Nous aurions pu remonter par Pen-ar-Creach, mais cette voie charretière cahoteuse nous rallongeait beaucoup. C'était celle qu'empruntait tant bien que mal le char-à-bancs du boulanger-épicier Jos Berrou qui après mille péripéties, arrivait à nous livrer à domicile un paquet de farine, un autre de café, un kilo de sucre, un pain et un sac de son : allez trouver un tel service de nos jours !

Nous lui en étions fort reconnaissants et, les jours de congé scolaire, pour lui éviter cette perte de temps, mon grand frère et moi allions nous-mêmes à sa boutique pour effectuer nos maigres achats . Que d'aventures n'avions-nous pas vécues sur ce grand trajet ! Ainsi, un soir, à la tombée de la nuit, nous arrivions en vue de la maison. Mais, dans une courte pente, notre brouette, chargée d'un sac de son surmonté de deux belles miches rondes de trois kilos échappe à tout contrôle : nos deux pains roulent ... et dans un " plouf " impressionnant se retrouvent dans la rivière.. Je crois me souvenir que le lendemain, seul le cochon eut la panse bien pleine !
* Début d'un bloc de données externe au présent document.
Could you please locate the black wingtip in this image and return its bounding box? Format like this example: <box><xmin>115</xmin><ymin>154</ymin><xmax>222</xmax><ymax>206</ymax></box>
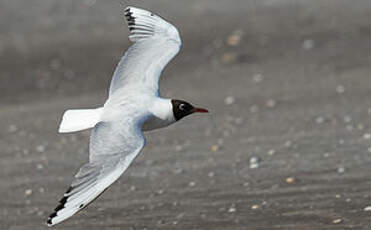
<box><xmin>46</xmin><ymin>212</ymin><xmax>57</xmax><ymax>226</ymax></box>
<box><xmin>46</xmin><ymin>217</ymin><xmax>52</xmax><ymax>226</ymax></box>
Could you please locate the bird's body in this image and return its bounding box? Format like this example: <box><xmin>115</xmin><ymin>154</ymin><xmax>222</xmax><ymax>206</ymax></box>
<box><xmin>47</xmin><ymin>7</ymin><xmax>207</xmax><ymax>226</ymax></box>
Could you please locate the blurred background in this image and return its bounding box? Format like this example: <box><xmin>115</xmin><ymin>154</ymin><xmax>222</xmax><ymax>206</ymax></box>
<box><xmin>0</xmin><ymin>0</ymin><xmax>371</xmax><ymax>230</ymax></box>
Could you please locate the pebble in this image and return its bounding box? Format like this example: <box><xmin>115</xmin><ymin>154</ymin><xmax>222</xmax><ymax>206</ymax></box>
<box><xmin>268</xmin><ymin>149</ymin><xmax>276</xmax><ymax>156</ymax></box>
<box><xmin>24</xmin><ymin>189</ymin><xmax>32</xmax><ymax>196</ymax></box>
<box><xmin>50</xmin><ymin>58</ymin><xmax>62</xmax><ymax>70</ymax></box>
<box><xmin>207</xmin><ymin>172</ymin><xmax>215</xmax><ymax>178</ymax></box>
<box><xmin>227</xmin><ymin>30</ymin><xmax>243</xmax><ymax>46</ymax></box>
<box><xmin>250</xmin><ymin>105</ymin><xmax>259</xmax><ymax>113</ymax></box>
<box><xmin>363</xmin><ymin>133</ymin><xmax>371</xmax><ymax>140</ymax></box>
<box><xmin>175</xmin><ymin>145</ymin><xmax>183</xmax><ymax>152</ymax></box>
<box><xmin>188</xmin><ymin>181</ymin><xmax>196</xmax><ymax>187</ymax></box>
<box><xmin>36</xmin><ymin>145</ymin><xmax>45</xmax><ymax>153</ymax></box>
<box><xmin>286</xmin><ymin>177</ymin><xmax>295</xmax><ymax>184</ymax></box>
<box><xmin>253</xmin><ymin>73</ymin><xmax>264</xmax><ymax>83</ymax></box>
<box><xmin>251</xmin><ymin>204</ymin><xmax>260</xmax><ymax>210</ymax></box>
<box><xmin>316</xmin><ymin>116</ymin><xmax>325</xmax><ymax>124</ymax></box>
<box><xmin>8</xmin><ymin>125</ymin><xmax>18</xmax><ymax>133</ymax></box>
<box><xmin>211</xmin><ymin>145</ymin><xmax>219</xmax><ymax>152</ymax></box>
<box><xmin>336</xmin><ymin>85</ymin><xmax>345</xmax><ymax>94</ymax></box>
<box><xmin>302</xmin><ymin>39</ymin><xmax>315</xmax><ymax>50</ymax></box>
<box><xmin>224</xmin><ymin>96</ymin><xmax>236</xmax><ymax>105</ymax></box>
<box><xmin>228</xmin><ymin>205</ymin><xmax>237</xmax><ymax>213</ymax></box>
<box><xmin>344</xmin><ymin>116</ymin><xmax>352</xmax><ymax>123</ymax></box>
<box><xmin>332</xmin><ymin>219</ymin><xmax>343</xmax><ymax>224</ymax></box>
<box><xmin>249</xmin><ymin>157</ymin><xmax>261</xmax><ymax>169</ymax></box>
<box><xmin>221</xmin><ymin>52</ymin><xmax>238</xmax><ymax>64</ymax></box>
<box><xmin>265</xmin><ymin>99</ymin><xmax>276</xmax><ymax>108</ymax></box>
<box><xmin>285</xmin><ymin>141</ymin><xmax>292</xmax><ymax>148</ymax></box>
<box><xmin>36</xmin><ymin>164</ymin><xmax>44</xmax><ymax>170</ymax></box>
<box><xmin>234</xmin><ymin>117</ymin><xmax>243</xmax><ymax>125</ymax></box>
<box><xmin>337</xmin><ymin>167</ymin><xmax>345</xmax><ymax>173</ymax></box>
Depuis peu, nos bêtes faisaient partie de la famille après qu'une tempête violente eut écrasé la toiture de leurs appentis. Mon père monta une frêle cloison et installa le bétail dans la pièce commune. Imaginez l'ambiance de cette maisonnée !

La chaleur animale rendait plus supportable aux humains les rigueurs de l'hiver !

Voilà les débuts de ma vie, au rythme du temps, du soleil, des marées, des saisons.

J'ai quitté Pors-Gwin en 1 932 pour aller vivre dans un maisonnette neuve à Ty Laë.